La corte d’appello non è andata incontro ad alcuna violazione di legge, avendo ritenuto e compiutamente motivato, andando di diverso avviso rispetto al giudice di prime cure, che l’insieme delle risultante istruttorie non consentisse di ritenere provato che effettivamente l’attore avesse riportato il danno per il quale chiedeva il risarcimento a seguito di un incidente stradale con veicolo rimasto sconosciuto. Per giungere a queste conclusioni ha preso in considerazione il complesso delle risultanze istruttorie, (e cioè, in primo luogo ma non esclusivamente, senza alcuna violazione dell’art. 283 lett. A) cod. ass.), l’aver il danneggiato sporto denuncia querela dell’accaduto solo a distanza di mesi dal presunto incidente, con conseguente inevitabile frustrazione delle eventuali indagini di P.S. volte alla identificazione dell’autore dell’illecito (sia per l’inutilità processuale delle attività investigative, sotto il profilo penalistico, che per la maggiori difficoltà di individuare l’autore dell’illecito a distanza di tanto tempo dall’accaduto). Inoltre ha considerato rilevante la mancata menzione della causale del taglio riportato dal D.I. nel momento in cui questi si recò al pronto soccorso, la mancata indicazione della presenza di testimoni nella denuncia ai Carabinieri e le versioni discordanti sulla dinamica del sinistro rese dai testi: tutti elementi rilevanti sulla base dei quali la corte d’appello ha maturato il convincimento che il ricorrente non abbia offerto la prova che giustifica la proposizione di una richiesta di indennizzo nei confronti della impresa designata dal Fondo di Garanzia per le vittime della strada – prova a suo carico – ovvero che il danno subito sia stato riportato a seguito di incidente stradale di cui sia responsabile un veicolo rimasto non identificato.

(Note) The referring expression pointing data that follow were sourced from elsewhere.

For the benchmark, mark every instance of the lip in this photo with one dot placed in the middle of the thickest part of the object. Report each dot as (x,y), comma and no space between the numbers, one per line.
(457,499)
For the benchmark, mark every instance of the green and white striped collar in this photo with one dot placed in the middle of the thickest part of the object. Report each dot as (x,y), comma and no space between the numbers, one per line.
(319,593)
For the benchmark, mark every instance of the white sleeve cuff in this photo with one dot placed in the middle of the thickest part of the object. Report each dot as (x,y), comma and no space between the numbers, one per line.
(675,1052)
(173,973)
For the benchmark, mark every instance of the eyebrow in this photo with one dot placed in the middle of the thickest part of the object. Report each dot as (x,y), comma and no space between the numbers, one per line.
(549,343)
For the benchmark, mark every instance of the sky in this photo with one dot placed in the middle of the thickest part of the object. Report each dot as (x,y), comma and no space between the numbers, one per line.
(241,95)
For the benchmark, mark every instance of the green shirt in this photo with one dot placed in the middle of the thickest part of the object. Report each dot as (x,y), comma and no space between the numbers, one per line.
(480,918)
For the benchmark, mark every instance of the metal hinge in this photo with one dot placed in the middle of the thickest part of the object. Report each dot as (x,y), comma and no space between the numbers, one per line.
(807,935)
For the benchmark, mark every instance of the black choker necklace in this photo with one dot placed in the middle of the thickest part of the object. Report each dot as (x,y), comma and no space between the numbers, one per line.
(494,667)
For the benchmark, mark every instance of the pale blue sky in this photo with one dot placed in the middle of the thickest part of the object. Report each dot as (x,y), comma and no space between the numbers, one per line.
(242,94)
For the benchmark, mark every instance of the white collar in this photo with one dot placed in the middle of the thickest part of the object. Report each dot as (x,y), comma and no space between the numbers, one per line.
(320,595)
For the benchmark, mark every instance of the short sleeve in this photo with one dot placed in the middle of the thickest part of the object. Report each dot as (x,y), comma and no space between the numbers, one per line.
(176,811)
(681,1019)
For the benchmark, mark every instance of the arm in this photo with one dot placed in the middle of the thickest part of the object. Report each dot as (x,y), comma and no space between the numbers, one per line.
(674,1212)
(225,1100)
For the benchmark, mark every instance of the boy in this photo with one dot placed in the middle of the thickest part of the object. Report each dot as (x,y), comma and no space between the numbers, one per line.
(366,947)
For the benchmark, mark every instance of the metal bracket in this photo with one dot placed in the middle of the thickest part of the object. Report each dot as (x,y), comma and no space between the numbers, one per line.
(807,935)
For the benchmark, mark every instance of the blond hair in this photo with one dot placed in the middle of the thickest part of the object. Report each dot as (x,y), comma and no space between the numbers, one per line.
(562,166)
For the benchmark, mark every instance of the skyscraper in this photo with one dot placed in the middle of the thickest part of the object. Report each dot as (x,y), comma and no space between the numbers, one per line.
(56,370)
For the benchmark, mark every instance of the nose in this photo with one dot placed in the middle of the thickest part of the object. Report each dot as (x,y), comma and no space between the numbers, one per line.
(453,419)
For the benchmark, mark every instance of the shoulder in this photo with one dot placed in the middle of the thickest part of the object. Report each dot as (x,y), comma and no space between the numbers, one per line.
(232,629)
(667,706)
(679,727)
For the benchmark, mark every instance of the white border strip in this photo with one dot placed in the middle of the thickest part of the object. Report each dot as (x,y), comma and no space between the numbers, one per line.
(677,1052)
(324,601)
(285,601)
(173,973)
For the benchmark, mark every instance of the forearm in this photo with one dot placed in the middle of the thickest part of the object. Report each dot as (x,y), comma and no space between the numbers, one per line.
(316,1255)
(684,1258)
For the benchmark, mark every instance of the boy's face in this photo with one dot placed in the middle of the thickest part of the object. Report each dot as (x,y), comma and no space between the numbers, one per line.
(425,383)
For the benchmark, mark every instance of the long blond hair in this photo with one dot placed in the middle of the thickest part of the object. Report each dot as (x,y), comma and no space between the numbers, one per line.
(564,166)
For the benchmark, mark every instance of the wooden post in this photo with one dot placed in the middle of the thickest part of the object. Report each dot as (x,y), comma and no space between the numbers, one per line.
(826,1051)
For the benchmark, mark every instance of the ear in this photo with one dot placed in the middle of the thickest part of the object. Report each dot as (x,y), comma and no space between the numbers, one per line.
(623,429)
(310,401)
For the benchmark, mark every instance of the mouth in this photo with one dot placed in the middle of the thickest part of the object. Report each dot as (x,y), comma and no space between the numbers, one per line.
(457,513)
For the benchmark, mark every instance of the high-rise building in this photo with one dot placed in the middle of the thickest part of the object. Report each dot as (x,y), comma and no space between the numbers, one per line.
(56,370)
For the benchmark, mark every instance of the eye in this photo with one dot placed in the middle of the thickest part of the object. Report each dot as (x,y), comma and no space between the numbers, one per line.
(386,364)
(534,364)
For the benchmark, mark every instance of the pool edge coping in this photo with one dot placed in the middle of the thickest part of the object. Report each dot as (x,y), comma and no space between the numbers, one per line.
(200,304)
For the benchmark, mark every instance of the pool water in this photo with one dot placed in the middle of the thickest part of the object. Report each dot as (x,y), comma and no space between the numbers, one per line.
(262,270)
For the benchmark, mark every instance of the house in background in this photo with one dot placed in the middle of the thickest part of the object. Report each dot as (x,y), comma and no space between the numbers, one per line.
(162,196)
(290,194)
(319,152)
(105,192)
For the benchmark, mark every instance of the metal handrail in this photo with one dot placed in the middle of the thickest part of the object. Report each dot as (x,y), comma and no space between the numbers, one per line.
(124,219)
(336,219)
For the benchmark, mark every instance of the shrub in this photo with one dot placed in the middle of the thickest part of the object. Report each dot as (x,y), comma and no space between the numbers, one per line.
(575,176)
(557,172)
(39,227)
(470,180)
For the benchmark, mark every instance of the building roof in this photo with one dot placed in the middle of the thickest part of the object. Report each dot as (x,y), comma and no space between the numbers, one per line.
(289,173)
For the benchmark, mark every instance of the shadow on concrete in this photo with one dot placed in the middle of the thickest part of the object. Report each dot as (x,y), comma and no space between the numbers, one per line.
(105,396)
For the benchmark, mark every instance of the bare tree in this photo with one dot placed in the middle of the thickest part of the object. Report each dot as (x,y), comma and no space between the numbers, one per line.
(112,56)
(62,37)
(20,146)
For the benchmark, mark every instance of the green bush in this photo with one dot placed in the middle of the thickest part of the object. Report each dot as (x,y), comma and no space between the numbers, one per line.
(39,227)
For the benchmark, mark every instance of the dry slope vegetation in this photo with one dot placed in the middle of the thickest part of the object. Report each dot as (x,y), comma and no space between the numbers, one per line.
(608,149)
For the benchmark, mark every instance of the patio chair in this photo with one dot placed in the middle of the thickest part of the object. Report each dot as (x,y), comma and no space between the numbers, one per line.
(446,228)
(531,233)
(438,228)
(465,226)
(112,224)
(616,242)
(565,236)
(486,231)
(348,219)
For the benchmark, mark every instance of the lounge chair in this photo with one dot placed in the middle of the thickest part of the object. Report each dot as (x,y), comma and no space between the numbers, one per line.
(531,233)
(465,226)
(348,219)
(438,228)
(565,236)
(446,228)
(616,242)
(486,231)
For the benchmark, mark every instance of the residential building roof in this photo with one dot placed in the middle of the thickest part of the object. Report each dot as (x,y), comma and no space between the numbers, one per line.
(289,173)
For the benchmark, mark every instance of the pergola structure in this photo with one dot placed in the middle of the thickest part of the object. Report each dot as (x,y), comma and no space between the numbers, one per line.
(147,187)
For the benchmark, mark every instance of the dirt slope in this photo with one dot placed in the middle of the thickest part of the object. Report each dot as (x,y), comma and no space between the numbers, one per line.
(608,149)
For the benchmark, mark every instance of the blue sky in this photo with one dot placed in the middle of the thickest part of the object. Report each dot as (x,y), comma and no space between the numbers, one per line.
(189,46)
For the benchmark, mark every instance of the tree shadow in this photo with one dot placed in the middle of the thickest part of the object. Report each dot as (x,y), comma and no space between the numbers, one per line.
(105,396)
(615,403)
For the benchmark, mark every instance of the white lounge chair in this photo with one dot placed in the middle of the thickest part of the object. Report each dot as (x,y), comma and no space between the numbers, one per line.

Si propone pertanto la declaratoria di rigetto del ricorso”.

E’ stata depositata memoria della parte controricorrente.

A seguito della discussione sul ricorso, tenuta nella Camera di consiglio, il Collegio ha condiviso appieno i motivi in fatto ed in diritto esposti nella relazione stessa.

Il ricorso va pertanto rigettato.

Le spese seguono la soccombenza e si liquidano come al dispositivo.

Infine, il ricorso risulta notificato successivamente al termine previsto dalla L. n. 228 del 2012, art. 1, comma 18; deve darsi atto pertanto della sussistenza dei presupposti di cui al D.P.R. n. 115 del 2002, art. 13, comma 1 quater, introdotto dalla citata L. n. 228 del 2012, art. 1, comma 17.

PQM

La Corte rigetta il ricorso.

Liquida le spese di lite in favore di Generali Italia s.p.a. in complessivi Euro 5.400,00, di cui Euro 200,00 per esborsi, oltre accessori e contributo spese generali.

Ai sensi del D.P.R. n. 115 del 2002, art. 13, comma 1 quater, dà atto della sussistenza dei presupposti per il versamento da parte del ricorrente dell’ulteriore importo a titolo di contributo unificato pari a quello dovuto per il ricorso a norma dello stesso art. 13, comma 1 bis.

Così deciso in Roma, il 13 aprile 2016.